Also mit deinem code bei mir klappts:toll:
lösch doch die Zeilen 356, das mit setBackground und schau dir den Control an (mit und ohne setBackgroundMode).

Wenn bei einem Composite BackgroundMode INHERIT_DEFAULT aktiv ist, so haben alle Controls wie z.B. Label, Group, etc. transparentes Hintergrund. Die Controls Edit, List, Button, etc. behalten ihr Hintergrund dagegen. Du kannst es auch mit einem Bild als Hintergrund ausprobieren (setBackgroundImage).


----------



## orepp (6. Aug 2010)

ich habe die aktuelle 3.5.2 swt vielleicht liegts daran


----------



## Jatoll (6. Aug 2010)

wie seh ich denn welche version ich hab?


----------



## orepp (6. Aug 2010)

die jar Datei enthält version.txt, da steht es


----------



## Jatoll (6. Aug 2010)

bei mir erhält das label dann lediglich die hintergrundfarbe des hauptfensters als hintergrund aber es wird nicht transparent


----------



## orepp (9. Aug 2010)

Wenn ich es richtig verstehe, du willst so eine Art SplashScreen, wo z.B. ein Progressbar und ein Text oben drauf steht, dabei muss der Hintergrund transparent sein. Oder?

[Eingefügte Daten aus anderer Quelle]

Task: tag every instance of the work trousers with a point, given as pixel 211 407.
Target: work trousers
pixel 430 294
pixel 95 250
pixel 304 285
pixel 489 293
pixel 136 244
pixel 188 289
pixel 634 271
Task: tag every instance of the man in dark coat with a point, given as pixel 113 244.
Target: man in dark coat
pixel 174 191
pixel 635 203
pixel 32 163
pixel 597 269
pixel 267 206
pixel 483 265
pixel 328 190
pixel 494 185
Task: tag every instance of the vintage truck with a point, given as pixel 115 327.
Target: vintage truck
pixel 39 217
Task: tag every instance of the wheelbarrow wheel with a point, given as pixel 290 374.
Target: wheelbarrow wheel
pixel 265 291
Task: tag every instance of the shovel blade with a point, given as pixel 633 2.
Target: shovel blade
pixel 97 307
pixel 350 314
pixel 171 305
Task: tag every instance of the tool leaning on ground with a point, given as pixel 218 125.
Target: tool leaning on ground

Wenn ja: hier ist ein ähnliches Beispiel. Funktioniert unter Windows 7 aber nicht. Andere OS habe ich nicht getestet.

Ich umgehe es, in dem ich ein Bild mit dem Text lade und alle weiße Pixel entferne (mit Region Klasse). Bestimmt keine besonders gute Lösung aber es funktioniert . Wenn jemand eine andere Lösung kennt, wird mich auch gern interessieren.

Hier ist der Code dazu. (splashScreen.png ist 350x40 pixel, obere hälfte weiß, untere grau. Der Text "Daten werden geladen. Bitte warten..." steht oben, da wo weißes Hintergrund ist).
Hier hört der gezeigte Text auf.